Tutti questi indizi, come dire, fanno una prova. E allora forse è arrivato il momento di affermare che il Salisburgo è un club in difficoltà. Non è il caso di essere apocalittici e di ipotizzare una crisi dell’intero modello Red Bull, anche perché del resto il Lipsia è primo in Bundesliga, ma è vero pure che in Austria le cose vanno meno bene del solito da qualche stagione. E la testimonianza di questo momento complicato va ricercata laddove il Salisburgo è stato per tanto tempo un’eccellenza assoluta: la capacità di scovare talenti da rivendere poi a prezzi elevati, anche all’interno dello stesso network Red Bull (cioè al Lipsia). Tanto per snocciolare qualche nome: dopo l’infornata di fine anni Dieci, quella che ha portato a Salisburgo i vari Haaland e Szoboszlai e Adeyemi e Sesko, dal 2020 il meccanismo sembra essersi inceppato. L’operazione in entrata più onerosa è quella relativa all’acquisto di Lucas Gourna-Douath, preso per 13 milioni dal Saint-Etienne; anche gli arrivi di Aaronson, Solet, Piatowski, Capaldo Gloukh, e Bidstrup non hanno avuto un impatto memorabile. Forse l’unico affare che rimanda al passato recente è quello fatto con e per Pavlovic, acquistato dal Monaco per sette milioni e rivenduto al Milan per 18 milioni. Ma non c’è bisogno di spiegare che il centrale serbo, per quanto dotato, di certo non poteva e non ha potuto permettere al Salisburgo di mantenere standard così alti.

Naturalmente il lavoro sul mercato di quest’estate – sono arrivati Clark e Bajcetic dal Liverpool, Gadou dal PSG, Baidoo dal Songdal, Kawamura dall’Hiroshima e Blaswich dal Lipsia: tutti giovani da verificare ai massimi livelli, come al solito – non può ancora essere giudicato, ma la stessa sensazione di regressione si percepisce anche dagli avvicendamenti in panchina: dopo l’addio di Jaissle, il dipartimento calcistico Red Bull ha optato per la soluzione interna, ovvero per la promozione di Gerhard Struber, “allevato” tra Liefering e New York. Non è stata una scelta felice, e così dopo l’esonero della scorsa stagione è stato scelto un tecnico dal nome importante: Pep Lijnders, storico assistente di Jürgen Klopp, al suo esordio assoluto come allenatore in prima.

Il punto, però, è che l’intera impalcatura – tecnica, economica, si può dire anche “filosofica” – del progetto-Salisburgo è arrivata a un punto di flessione, forse anche di rottura.

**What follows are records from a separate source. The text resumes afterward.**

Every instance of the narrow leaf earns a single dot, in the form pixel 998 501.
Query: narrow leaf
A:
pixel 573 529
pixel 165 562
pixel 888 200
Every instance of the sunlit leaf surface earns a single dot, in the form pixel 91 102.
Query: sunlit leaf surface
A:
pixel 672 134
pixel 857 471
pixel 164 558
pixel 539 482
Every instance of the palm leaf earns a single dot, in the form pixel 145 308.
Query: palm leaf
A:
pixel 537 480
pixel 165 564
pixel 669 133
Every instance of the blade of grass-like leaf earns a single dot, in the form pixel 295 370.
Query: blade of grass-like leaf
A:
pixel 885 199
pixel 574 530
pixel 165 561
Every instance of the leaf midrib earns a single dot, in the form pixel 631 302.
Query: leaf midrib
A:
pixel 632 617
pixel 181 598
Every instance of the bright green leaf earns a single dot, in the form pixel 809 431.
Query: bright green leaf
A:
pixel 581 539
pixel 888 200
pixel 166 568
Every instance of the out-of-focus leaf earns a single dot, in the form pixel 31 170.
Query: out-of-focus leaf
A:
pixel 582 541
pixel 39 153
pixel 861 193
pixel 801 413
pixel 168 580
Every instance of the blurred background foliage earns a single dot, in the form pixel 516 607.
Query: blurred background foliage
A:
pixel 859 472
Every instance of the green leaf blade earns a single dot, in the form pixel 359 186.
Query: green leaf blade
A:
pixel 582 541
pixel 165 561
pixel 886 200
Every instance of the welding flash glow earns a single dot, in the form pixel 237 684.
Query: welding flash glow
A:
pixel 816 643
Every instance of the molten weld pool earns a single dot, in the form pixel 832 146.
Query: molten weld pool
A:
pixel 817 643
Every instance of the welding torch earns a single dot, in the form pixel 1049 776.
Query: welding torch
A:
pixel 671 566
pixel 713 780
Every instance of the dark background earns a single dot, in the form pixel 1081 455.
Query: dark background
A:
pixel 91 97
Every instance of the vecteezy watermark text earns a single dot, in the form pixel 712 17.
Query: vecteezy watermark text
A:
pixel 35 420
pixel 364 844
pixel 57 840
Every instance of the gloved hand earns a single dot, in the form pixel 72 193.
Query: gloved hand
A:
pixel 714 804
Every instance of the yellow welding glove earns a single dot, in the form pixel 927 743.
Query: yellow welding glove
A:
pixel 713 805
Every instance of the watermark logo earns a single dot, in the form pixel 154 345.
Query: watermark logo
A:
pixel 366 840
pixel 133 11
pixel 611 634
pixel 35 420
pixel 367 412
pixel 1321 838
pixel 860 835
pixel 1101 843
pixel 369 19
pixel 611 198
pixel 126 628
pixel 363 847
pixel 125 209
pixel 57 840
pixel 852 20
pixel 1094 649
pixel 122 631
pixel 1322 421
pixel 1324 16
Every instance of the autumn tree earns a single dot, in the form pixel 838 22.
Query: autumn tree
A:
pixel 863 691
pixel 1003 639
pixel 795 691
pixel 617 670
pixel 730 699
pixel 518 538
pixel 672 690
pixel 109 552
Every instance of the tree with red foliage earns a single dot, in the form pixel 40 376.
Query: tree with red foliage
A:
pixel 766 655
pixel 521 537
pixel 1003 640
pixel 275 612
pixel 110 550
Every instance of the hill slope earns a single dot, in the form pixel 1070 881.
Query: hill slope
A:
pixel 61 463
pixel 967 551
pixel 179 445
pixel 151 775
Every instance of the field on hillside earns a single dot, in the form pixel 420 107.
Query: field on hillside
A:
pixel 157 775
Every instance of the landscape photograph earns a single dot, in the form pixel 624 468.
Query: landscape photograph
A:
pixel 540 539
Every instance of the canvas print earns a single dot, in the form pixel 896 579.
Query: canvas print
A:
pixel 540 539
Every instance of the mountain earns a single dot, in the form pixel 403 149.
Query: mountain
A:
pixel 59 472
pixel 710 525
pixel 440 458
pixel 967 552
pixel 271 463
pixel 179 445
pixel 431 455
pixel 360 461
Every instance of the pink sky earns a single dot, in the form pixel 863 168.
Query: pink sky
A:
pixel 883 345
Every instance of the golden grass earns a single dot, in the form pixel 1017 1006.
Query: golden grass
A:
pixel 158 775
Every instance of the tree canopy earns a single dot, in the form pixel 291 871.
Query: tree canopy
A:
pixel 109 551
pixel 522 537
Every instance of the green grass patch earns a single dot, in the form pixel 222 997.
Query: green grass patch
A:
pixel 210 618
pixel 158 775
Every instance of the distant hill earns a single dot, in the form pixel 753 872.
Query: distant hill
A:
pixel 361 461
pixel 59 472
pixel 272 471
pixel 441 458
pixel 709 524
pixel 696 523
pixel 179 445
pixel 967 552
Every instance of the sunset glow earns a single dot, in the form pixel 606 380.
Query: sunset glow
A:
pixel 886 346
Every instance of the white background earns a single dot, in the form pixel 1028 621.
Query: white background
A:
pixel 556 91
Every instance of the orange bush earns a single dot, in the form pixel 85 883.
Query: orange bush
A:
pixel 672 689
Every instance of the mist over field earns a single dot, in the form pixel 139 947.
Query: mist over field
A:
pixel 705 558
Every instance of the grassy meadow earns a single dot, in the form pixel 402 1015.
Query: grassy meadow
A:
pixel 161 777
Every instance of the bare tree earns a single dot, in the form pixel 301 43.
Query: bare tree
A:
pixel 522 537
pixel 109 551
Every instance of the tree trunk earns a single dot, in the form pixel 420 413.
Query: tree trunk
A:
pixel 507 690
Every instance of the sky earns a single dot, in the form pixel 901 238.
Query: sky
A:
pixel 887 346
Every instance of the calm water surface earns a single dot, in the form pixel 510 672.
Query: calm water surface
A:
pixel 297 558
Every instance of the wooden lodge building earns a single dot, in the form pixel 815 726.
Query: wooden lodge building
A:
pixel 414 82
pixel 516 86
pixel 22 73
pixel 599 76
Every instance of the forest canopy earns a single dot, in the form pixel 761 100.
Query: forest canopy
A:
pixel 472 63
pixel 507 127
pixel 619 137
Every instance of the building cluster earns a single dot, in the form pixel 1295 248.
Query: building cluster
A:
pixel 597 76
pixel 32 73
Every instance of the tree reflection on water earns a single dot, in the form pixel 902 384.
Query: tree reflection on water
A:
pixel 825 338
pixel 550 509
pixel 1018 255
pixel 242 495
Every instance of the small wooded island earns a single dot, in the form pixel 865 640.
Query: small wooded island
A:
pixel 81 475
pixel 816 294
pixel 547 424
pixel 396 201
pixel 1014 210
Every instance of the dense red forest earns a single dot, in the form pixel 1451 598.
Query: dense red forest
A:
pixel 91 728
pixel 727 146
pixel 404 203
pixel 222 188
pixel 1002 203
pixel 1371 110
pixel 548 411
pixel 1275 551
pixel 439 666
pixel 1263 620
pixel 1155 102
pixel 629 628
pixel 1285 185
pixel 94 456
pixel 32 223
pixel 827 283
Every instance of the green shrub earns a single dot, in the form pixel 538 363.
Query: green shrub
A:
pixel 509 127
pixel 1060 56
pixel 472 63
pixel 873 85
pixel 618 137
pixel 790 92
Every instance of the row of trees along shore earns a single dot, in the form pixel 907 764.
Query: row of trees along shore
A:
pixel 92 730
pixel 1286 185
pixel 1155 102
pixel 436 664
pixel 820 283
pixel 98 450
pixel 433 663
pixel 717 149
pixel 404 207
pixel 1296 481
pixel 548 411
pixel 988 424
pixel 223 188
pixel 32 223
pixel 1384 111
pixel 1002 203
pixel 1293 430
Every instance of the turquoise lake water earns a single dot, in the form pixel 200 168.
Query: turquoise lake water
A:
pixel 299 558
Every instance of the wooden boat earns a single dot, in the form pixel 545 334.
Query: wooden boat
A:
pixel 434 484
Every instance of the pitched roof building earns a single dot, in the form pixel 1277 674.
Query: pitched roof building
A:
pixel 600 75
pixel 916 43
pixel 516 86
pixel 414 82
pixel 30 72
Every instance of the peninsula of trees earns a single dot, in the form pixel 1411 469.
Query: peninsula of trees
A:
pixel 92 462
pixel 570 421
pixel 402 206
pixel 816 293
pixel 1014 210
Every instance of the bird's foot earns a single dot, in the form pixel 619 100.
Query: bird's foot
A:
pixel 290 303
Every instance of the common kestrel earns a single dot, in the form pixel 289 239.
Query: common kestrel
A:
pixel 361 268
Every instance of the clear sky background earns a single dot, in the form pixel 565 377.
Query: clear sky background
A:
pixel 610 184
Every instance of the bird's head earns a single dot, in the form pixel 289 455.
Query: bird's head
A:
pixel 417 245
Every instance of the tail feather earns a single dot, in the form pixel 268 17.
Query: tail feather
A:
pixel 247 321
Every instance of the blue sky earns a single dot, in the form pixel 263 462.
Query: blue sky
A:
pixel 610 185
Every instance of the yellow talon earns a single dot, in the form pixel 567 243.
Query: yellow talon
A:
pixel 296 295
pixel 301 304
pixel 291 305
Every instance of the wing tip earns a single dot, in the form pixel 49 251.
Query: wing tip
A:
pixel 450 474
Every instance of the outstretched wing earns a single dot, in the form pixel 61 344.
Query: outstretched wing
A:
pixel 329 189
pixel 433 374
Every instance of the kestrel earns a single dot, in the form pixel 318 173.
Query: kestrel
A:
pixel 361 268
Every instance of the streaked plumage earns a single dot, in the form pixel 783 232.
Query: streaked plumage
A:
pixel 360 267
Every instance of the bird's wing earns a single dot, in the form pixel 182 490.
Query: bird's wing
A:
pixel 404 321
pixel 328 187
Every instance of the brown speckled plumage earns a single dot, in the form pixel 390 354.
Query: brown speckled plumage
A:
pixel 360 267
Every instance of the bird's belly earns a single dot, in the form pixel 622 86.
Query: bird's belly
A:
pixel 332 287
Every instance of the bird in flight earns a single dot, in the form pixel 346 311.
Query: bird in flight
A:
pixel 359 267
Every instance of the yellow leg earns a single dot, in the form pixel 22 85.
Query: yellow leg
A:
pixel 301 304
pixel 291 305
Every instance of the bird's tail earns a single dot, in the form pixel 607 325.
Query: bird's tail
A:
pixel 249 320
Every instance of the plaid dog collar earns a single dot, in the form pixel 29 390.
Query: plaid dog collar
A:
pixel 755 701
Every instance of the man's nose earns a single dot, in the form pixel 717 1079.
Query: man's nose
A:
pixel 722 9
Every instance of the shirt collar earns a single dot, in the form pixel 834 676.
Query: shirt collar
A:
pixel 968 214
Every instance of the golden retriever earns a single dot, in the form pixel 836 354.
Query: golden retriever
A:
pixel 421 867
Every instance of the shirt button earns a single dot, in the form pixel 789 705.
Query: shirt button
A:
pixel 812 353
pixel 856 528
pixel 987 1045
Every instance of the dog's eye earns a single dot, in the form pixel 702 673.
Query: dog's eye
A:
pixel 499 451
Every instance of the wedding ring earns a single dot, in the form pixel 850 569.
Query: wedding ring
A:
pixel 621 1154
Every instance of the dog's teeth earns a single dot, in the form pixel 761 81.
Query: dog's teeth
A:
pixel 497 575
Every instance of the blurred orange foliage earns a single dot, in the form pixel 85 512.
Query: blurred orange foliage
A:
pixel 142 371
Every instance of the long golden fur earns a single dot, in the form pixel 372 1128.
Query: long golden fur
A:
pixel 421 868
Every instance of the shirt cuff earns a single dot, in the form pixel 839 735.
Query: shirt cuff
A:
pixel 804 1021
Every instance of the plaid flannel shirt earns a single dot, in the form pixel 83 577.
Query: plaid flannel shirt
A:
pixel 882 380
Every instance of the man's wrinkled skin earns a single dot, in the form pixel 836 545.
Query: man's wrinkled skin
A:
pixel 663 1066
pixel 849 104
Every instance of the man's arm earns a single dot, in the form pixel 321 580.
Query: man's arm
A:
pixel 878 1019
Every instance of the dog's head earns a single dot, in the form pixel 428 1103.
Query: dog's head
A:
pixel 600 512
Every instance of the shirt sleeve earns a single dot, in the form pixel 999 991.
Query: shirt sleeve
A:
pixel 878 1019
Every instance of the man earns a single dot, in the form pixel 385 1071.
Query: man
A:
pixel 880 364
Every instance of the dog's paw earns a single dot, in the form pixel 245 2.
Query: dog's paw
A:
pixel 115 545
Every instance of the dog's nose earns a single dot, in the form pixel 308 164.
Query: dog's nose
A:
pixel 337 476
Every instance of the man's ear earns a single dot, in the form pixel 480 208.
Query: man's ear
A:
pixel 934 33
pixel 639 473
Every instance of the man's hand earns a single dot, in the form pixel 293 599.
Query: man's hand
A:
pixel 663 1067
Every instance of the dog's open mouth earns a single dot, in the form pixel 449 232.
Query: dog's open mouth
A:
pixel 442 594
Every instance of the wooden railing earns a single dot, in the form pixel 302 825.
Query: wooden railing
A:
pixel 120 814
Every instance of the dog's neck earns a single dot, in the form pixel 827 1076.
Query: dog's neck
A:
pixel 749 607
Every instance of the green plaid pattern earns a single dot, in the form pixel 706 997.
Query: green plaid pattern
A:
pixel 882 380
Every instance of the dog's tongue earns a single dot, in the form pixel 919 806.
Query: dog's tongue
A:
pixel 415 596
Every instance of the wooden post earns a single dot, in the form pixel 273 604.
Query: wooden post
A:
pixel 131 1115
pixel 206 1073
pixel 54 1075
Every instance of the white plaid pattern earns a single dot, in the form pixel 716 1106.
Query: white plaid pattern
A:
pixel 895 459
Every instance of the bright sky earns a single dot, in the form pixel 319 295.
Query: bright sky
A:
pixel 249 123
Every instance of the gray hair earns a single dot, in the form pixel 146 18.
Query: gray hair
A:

Basta consultare i giornali austriaci per rendersi conto che la crisi sembra tutt’altro che transitoria: il Salzburger Nachrichten scrive che «una squadra di calcio non può essere gestita come un supermercato», il sito 90Minuten rimprovera alla Red Bull di «aver smantellato la struttura dirigenziale del club» e di «aver assemblato una squadra troppo giovane, senza elementi di esperienza che possano guidarla». Quest’ultimo aspetto è stato effettivamente esasperato: al momento la rosa del Salisburgo ha infatti un’età media di 21,8 anni, la più giovane – e di gran lunga – di tutta la Champions League. Certo, i risultati degli ultimi anni dicono che questo sistema ha funzionato piuttosto bene. Ma è vero pure che un ricambio così continuo alimenta i rischi connaturati al calciomercato, nel senso che è matematicamente impossibile indovinare tutti i nuovi giovani, tutti gli anni. Anche e soprattutto in quest’epoca calcistica, un’era in cui tutti i club hanno imparato a scandagliare il mercato dei teenager e dei ventenni. Come dire: il Salisburgo ha fatto scuola per tanti anni, e adesso sta inciampando nelle sue stesse contraddizioni.